The BJA treatment of patients with lip incompetence produced an overjet and molar relation correction of 7.1 mm. The skeletal contribution to overjet correction was dominant (73%) and mainly resulted from high skeletal mandibular base length changes (+ 4.4 mm) with statistically significant differences compared to the CG (p < 0.001). Compared to the CG, all other skeletal mandibular measurements showed statistically significant increases: composite mandibular length (pg/OLp + co/OLp, p < 0.001), total mandibular length (co-pg, p < 0.001), body length (go-pg, p = 0.001), and ramus height (co-go, p < 0.001). Functional jaw orthopedics induced a significant backward displacement of the condylar head (co/OLp, p < 0.001). In contrast to the high increase of mandibular length changes, maxillary restriction was minor (– 0.8 mm), but significantly different when compared to the control (p = 0.006).
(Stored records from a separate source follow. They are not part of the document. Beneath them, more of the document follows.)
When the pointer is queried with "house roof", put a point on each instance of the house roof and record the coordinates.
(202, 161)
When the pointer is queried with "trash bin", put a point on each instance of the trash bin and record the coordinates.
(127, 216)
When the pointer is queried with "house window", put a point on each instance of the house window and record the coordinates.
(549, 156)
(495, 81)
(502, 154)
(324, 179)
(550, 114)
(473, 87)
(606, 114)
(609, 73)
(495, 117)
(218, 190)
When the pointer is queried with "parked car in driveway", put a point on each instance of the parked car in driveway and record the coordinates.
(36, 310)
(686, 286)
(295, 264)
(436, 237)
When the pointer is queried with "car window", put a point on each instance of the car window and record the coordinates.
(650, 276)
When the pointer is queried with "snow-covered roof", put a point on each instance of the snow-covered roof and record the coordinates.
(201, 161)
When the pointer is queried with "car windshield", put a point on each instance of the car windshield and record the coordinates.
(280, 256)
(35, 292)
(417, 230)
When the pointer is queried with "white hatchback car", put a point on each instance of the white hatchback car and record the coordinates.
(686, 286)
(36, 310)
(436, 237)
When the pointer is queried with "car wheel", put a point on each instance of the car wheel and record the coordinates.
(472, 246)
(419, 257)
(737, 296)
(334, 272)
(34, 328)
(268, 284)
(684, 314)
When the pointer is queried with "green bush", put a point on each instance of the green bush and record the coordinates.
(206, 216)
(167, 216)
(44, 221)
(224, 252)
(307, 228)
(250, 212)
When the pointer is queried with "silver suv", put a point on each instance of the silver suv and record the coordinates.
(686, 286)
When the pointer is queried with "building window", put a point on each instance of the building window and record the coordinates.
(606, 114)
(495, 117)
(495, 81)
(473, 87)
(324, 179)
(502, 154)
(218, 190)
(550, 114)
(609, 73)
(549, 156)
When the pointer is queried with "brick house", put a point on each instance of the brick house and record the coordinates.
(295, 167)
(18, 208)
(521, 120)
No significant differences were found for vertical skeletal relationships. The dentoalveolar component of overjet correction was driven by significant maxillary incisor retrusion (p < 0.05) and mandibular incisor protrusion (p < 0.001). Skeletal (71%) and dental (29%) components contributing to molar relation correction were similar to overjet correction. Upper molar distal movement (+ 1.4 mm) was more than twice as large as lower molar mesial movement (+ 0.6 mm). Upper and lower molar movements were found to be not statistically significant.

Inter-group comparison LI/LC group (Table 2, Fig. 4)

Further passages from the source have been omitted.